Bodembedekkende varens

  • Onder de schaduwrijke bossen bevindt zich een fekopteris-beuk - een plant van twintig centimeter met donkergroene bladschoepen met gezwollen darmen.
  • Golokuchnik Linnea slaat met een specifieke vorm van wyai, een zeer vertakte wortelstok die zich over een breed gebied verspreidt. Het uitzicht op het varenblad, bevestigd op een lange bladsteel, lijkt op een gelijkzijdige driehoek, horizontaal gekanteld.
  • In de veer gedissecteerde bladplaten met driehoekige contouren en dunne stijve bladstelen van de holochop robert Robert zijn donkergroen van kleur. Zicht begiftigd met een dunne korte kruipende wortelstok.
  • Het gemiddelde coniogram heeft verschillen zoals dunne gevederde eivormige bladeren. Sori, gelegen langs de laterale aderen, samenvoegend, vormt doorlopende stroken.

Rock uitzicht

Sommige soorten varens groeien uitsluitend in de bergen, bewonende rotsen, puin en rotsachtige stukken land.
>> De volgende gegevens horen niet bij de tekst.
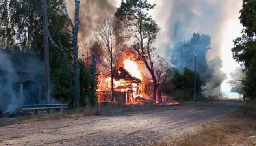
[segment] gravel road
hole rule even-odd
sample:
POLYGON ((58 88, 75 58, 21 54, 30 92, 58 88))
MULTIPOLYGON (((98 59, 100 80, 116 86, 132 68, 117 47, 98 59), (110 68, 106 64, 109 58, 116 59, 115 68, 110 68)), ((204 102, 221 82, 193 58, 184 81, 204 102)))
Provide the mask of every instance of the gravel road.
POLYGON ((93 116, 5 126, 0 127, 0 145, 150 145, 170 135, 196 129, 199 124, 229 113, 243 102, 214 102, 222 105, 220 106, 163 106, 115 116, 93 116))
  • De elegante adidum van de stomatoïde heeft de oorspronkelijke vorm van bladeren, samenvloeiend in een etherische opengewerkte wolk.
  • Glanzende eenvoudige donkergroene panty - een onderscheidende eigenschap van expressieve derbyanka knoestige.
  • Blaas breekbaar - zachte varen. Soorten van andere planten hebben niet zo dunne en broze bladstelen, zoals in een blaas, met kleine wyai, ontleed in kleine lobben.
  • Woodsia Elbe, in staat tot het vormen van pittoreske schilderijen in steenachtige placers, is begiftigd met geelgroene langwerpige lancetvormige bladeren.
  • Soddy wortelstokken van kosyanets behaard met blote gevederde bladeren, versmald, bedekt met films van zwartachtige tinten.
  • Steenachtige ontsluitingen en boomstammen zijn de thuisbasis van een duizendpoot met dichte, geveerde bladeren.
  • Apotheker wordt erkend als de enige droge varieteit van varens.

Coastal Everglades

  • Ongetwijfeld verdient de verschijning van de sporiferous fern, de combovik, aandacht. In de dichte, leerachtige contouren van de lancetvormige bladeren, hebben de lobben driehoekige en eivormige vormen.
  • Vertegenwoordigers van de moeras telipteris, samenvoegend, vormen originele splavins op het wateroppervlak.
  • Voor Osmunda royal is het kenmerkend de vorming van krachtige rozet-hobbels, inclusief de afsterven van dubbelpuntige bladeren.
  • Contactdoos onoklei gevoelig verzameld uit de bladeren van twee soorten. De bladeren onderscheiden zich door de vormen van bladmessen.
  • Sphagnummoerassen zijn vaak begroeid met Virginia Virginia - een grote plant met dezelfde dubbelbladige donkergroene bladeren en rijke bruin glanzende bladstelen.

Aquatische soorten

  • Salvinia is een zeldzame waterwonende varen. Soorten waterplanten zijn vaak uiterlijk volledig verschillend van hun tegenhangers, die zich in bossen nestelden. De vorm van de varenbladsalvinii lijkt op leliestootkussens.
  • In een kleine plant, de vierbladige marshlia, met brede wig afgeronde, volledig vloeiende bladeren en een vertakte wortelstok, kleine sporocarpias, combineren 2-3 stukken, plak een poot aan de basis van de bladsteel. De contouren van zijn bladeren hebben een opvallende overeenkomst met klaverbladeren.